CVE-2009-4020

Name of the Vulnerable Software and Affected Versions openSUSE kernel-ps3-debuginfo (affected versions not specified) openSUSE kernel-ps3-debugsource (affected versions not specified) Linux kernel version 2.6.32

Description The issue involves multiple vulnerabilities in the kernel-ps3-debuginfo and kernel-ps3-debugsource packages of the openSUSE operating system, as well as a stack-based buffer overflow in the hfs subsystem of the Linux kernel. These vulnerabilities can be exploited remotely and may lead to a disruption of confidentiality, integrity, and availability of protected information. The buffer overflow is related to the hfs readdir function in fs/hfs/dir.c and can be triggered by a crafted Hierarchical File System (HFS) filesystem.

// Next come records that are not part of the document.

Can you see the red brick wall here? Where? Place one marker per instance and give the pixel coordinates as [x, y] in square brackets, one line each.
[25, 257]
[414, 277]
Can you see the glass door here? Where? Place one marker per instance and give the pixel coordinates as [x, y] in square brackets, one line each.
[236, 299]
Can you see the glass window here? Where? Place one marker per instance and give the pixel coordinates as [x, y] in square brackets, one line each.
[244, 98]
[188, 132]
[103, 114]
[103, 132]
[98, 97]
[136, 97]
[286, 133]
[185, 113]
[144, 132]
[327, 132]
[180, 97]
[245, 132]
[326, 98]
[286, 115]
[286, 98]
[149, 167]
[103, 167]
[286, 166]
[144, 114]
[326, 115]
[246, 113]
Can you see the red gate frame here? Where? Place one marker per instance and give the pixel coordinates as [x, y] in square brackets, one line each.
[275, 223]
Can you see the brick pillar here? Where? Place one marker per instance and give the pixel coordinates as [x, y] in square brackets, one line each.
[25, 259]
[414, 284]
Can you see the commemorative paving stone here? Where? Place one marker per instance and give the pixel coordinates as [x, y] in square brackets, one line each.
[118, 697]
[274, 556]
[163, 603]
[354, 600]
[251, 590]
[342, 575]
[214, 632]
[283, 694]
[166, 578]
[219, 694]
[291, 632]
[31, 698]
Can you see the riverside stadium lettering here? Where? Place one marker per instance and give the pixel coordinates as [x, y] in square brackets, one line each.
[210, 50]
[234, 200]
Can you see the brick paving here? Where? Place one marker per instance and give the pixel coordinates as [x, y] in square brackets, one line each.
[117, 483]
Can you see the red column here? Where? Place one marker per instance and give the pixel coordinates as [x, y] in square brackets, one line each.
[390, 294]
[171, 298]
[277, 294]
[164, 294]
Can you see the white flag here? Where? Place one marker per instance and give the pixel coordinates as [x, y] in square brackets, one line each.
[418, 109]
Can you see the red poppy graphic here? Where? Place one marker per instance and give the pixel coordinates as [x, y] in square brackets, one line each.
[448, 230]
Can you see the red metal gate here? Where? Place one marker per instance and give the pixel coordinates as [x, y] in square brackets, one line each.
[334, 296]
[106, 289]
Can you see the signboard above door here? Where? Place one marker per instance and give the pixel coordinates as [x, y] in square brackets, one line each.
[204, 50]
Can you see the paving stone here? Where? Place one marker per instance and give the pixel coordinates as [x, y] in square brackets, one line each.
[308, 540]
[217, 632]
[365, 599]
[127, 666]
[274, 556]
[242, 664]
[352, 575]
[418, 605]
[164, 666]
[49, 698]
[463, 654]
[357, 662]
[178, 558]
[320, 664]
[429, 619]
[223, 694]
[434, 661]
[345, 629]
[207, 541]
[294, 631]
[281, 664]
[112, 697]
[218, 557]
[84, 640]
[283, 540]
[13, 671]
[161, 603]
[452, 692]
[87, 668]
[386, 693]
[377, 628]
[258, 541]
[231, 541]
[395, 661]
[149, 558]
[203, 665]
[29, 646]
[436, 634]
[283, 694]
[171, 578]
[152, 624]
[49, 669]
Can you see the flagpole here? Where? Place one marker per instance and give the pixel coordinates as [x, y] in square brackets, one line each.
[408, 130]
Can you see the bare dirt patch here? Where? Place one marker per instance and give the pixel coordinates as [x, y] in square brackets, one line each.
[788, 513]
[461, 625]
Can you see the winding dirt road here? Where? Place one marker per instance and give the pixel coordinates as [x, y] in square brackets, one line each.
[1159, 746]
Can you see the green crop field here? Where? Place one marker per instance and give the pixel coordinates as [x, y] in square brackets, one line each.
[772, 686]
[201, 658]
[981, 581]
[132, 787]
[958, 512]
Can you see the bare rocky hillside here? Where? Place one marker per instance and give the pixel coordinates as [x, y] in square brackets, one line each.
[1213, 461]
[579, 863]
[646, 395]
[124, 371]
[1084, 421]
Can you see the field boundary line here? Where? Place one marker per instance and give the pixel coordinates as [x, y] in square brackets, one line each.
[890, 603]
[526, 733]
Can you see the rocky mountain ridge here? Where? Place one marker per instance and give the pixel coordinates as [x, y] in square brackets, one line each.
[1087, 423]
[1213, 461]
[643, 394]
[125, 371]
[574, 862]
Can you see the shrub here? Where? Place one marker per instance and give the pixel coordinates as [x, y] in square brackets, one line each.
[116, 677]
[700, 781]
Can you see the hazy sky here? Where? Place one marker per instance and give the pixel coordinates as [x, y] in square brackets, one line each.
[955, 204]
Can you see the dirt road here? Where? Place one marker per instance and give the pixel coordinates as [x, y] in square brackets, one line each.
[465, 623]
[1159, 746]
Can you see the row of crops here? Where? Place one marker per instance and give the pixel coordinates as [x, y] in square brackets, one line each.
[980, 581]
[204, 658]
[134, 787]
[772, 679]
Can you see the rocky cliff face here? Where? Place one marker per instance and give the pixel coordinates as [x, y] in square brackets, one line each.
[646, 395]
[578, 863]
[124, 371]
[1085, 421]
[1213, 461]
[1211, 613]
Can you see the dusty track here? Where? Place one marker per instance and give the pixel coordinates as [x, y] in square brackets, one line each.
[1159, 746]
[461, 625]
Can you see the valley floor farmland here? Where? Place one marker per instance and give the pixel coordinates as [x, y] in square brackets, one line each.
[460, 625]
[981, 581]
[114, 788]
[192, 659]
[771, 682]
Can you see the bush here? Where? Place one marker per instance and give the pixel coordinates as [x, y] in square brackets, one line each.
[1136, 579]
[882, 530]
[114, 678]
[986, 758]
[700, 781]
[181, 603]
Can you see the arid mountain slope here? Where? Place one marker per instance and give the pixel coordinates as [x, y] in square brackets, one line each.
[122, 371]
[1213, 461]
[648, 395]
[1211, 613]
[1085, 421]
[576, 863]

Recommendations For openSUSE kernel-ps3-debuginfo, at the moment, there is no information about a newer version that contains a fix for this vulnerability. For openSUSE kernel-ps3-debugsource, at the moment, there is no information about a newer version that contains a fix for this vulnerability. For Linux kernel version 2.6.32, consider upgrading to a newer version to address the stack-based buffer overflow in the hfs subsystem. As a temporary workaround, consider restricting access to HFS filesystems to minimize the risk of exploitation.